Firma Amber, która uczestniczyła w negocjacjach dotyczących zakupu akcji Stoczni Gdynia i udziałów Stoczni Szczecińskiej, wycofała się z udziału w tych inwestycjach. Twierdzi, że byłyby nierentowne. Związkowcy ze Stoczni Gdynia zarzucają zarządowi firmy oraz resortowi skarbu niekompetencję.
W poniedziałek wieczorem Ministerstwo Skarbu Państwa poinformowało, że firma Amber zrezygnowała z dalszych negocjacji. - Myśmy pierwsi kontestowali tryb i formę prowadzonych negocjacji. Skarb Państwa nie przedstawił odpowiedzi na ofertę inwestora - powiedział szef "Solidarności" w gdyńskiej Stoczni Dariusz Adamski.
Skrytykował on styl prowadzenia negocjacji. Jego zdaniem, świadczył on o niekompetencji zarządu i przedstawicieli ministerstwa skarbu. - Niestety wychodzi na to, że najprawdopodobniej będziemy musieli założyć miasteczko stoczniowe przed Kancelarią Prezesa Rady Ministrów - powiedział.
Bez pomocy się nie opłaca
W poniedziałek kończył się okres wyłączności udzielonej spółce Amber na negocjacje. W siedzibie MSP odbyło się spotkanie właściciela spółki Amber Przemysława Sztuczkowskiego z zespołem negocjacyjnym resortu skarbu oraz z zespołem negocjacyjnym Agencji Rozwoju Przemysłu SA i Korporacji Polskie Stocznie SA.

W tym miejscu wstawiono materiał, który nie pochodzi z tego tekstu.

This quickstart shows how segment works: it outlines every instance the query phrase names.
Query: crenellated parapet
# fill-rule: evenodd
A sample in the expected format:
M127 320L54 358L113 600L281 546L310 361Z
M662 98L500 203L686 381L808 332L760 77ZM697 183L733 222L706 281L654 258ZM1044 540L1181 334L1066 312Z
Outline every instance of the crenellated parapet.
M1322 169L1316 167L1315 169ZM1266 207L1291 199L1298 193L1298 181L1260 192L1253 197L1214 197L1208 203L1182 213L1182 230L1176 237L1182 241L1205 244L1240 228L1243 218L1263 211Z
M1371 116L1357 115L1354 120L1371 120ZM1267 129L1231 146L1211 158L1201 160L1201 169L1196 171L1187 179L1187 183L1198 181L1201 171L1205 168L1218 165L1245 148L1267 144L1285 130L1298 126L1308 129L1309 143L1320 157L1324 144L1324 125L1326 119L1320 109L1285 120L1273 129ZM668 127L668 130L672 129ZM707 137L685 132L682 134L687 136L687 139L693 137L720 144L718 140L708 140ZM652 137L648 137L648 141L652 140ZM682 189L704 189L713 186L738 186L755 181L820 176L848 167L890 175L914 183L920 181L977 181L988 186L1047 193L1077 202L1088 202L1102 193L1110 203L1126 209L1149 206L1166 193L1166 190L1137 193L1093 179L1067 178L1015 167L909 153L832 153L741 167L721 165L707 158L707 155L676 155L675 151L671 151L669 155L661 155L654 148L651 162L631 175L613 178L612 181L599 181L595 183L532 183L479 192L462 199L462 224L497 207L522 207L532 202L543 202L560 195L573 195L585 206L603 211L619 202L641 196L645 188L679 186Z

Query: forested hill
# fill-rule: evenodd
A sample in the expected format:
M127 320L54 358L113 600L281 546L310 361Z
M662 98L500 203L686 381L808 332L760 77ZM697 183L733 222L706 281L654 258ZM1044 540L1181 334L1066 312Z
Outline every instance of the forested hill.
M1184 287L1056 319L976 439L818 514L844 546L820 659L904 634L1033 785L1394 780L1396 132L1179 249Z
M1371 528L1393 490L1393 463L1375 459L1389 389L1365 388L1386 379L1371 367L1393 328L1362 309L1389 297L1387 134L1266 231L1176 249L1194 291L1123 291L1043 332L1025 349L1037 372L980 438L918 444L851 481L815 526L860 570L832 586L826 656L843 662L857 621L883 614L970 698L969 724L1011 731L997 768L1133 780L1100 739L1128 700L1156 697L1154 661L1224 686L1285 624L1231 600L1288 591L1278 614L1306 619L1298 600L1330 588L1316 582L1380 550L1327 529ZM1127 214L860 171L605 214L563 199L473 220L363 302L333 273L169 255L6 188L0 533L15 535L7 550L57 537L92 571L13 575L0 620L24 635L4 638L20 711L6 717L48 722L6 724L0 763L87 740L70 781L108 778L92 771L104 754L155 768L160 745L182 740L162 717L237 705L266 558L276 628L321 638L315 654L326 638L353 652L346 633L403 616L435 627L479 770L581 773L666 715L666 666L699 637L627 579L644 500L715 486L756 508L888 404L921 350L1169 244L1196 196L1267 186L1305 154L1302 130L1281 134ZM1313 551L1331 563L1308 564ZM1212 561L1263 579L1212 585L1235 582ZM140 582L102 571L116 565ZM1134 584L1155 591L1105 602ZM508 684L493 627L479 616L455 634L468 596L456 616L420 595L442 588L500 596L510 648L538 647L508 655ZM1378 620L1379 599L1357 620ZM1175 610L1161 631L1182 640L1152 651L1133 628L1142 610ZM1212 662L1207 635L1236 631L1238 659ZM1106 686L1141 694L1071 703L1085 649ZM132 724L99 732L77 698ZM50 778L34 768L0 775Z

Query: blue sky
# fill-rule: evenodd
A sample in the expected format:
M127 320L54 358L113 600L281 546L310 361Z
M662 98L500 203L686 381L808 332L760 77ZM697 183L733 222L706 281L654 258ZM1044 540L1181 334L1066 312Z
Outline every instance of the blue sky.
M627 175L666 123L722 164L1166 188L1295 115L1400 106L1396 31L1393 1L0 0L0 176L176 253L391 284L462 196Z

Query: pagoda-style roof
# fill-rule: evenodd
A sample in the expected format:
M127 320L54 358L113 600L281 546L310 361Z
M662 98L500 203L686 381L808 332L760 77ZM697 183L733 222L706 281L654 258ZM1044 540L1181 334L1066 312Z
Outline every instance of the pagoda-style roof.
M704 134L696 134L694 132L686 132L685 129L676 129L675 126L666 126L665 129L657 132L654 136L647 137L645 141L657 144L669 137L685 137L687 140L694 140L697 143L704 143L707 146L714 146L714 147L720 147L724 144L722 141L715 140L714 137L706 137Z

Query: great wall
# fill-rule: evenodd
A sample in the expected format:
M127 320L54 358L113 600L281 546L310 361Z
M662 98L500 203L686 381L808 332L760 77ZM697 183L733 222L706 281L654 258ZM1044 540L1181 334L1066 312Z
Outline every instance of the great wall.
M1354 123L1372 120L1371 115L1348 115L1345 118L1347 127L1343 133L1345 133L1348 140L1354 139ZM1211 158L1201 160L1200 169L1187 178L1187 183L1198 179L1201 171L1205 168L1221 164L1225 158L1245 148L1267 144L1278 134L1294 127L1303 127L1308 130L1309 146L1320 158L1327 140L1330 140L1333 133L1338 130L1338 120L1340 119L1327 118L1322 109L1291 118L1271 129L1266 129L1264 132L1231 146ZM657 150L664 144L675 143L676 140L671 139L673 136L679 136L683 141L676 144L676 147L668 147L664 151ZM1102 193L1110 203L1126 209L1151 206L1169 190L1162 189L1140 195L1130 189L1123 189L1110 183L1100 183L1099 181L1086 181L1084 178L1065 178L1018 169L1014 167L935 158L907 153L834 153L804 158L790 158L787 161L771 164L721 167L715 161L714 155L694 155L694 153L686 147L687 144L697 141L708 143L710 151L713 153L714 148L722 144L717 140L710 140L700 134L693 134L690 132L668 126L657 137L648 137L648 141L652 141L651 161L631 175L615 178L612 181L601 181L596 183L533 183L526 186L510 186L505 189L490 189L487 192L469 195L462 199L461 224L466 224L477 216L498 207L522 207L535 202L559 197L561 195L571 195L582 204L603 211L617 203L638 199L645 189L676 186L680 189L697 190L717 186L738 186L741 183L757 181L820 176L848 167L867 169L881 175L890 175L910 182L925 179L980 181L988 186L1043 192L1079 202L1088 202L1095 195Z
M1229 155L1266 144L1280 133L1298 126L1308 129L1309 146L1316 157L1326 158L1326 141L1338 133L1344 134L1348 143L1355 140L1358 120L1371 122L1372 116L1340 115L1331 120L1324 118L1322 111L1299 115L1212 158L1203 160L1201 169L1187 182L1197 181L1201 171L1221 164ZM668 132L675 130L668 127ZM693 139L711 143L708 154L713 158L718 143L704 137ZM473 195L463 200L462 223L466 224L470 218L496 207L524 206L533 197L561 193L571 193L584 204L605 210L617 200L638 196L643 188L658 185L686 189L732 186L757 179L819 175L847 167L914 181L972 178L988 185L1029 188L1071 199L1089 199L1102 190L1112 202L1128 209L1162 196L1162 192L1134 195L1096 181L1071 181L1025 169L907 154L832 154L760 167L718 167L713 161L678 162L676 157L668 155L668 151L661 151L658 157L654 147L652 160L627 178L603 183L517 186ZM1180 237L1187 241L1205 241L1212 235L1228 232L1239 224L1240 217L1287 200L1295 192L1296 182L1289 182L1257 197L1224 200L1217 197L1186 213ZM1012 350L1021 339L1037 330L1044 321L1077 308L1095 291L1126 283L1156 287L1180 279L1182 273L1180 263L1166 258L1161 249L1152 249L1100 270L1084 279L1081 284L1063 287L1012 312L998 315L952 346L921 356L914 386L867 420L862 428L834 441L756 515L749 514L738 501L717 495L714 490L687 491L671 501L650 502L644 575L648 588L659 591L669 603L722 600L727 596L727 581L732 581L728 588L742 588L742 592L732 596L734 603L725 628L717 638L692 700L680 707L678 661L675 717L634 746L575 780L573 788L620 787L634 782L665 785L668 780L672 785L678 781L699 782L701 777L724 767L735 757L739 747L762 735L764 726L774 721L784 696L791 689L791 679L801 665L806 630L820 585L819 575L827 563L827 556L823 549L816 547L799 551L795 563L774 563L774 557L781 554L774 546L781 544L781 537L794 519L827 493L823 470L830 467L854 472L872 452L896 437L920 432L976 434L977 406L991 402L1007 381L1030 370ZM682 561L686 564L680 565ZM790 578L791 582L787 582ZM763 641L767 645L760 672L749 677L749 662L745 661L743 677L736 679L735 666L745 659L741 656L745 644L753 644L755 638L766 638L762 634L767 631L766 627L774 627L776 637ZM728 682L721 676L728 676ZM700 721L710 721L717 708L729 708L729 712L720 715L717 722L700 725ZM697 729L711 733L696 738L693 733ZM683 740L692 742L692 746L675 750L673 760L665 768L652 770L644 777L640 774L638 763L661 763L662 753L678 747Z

- W trakcie tego spotkania inwestor poinformował, że w wyniku przeprowadzonej analizy wykonanych dla niego przez PPP Poland projekcji finansowych obu stoczni uznał, że obie stocznie nawet po restrukturyzacji będą podmiotami trwale nierentownymi i w związku z powyższym postanowił wycofać się udziału w obu tych inwestycjach, rezygnując z dalszego przedłużenia wyłączności - brzmi komunikat MSP.
W komunikacie podkreślono, że oczekiwania inwestora w stosunku do Skarbu Państwa zakładały konieczność udzielenia dodatkowej, znaczącej pomocy publicznej. "Oczekiwania te nie były ściśle zdefiniowane, miały strukturę otwartą i zakładały pokrycie przez Skarb Państwa wszelkich, nawet mało prawdopodobnych przyszłych strat. Oczekiwane zaangażowanie Skarbu Państwa kilkukrotnie przekraczało deklaracje inwestycyjne Inwestora. Takie żądania były nie do zaakceptowania dla Skarbu Państwa" - napisano.
Inwestor potrzebny na gwałt
Minister skarbu nie zamierza jednak rezygnować z prywatyzacji obu stoczni i zamierza zakończyć cały proces jeszcze w tym roku.
W poniedziałek przed Kancelarią Premiera w Warszawie protestowali przedstawiciele sekcji krajowej przemysłu okrętowego NSZZ "Solidarność", domagając się przyspieszenia prywatyzacji stoczni. Ich zdaniem brak decyzji rządu doprowadzi wkrótce polskie stocznie do upadłości.
Stoczniowcy zaapelowali w liście otwartym do szefa rządu o osobiste zaangażowanie w proces prywatyzacji stoczni. Przekazali list sekretarzowi stanu w Kancelarii Premiera Rafałowi Grupińskiemu. Według relacji związkowców, Grupiński zapowiedział, że premier Donald Tusk spotka się w tej sprawie z ministrem skarbu Aleksandrem Gradem.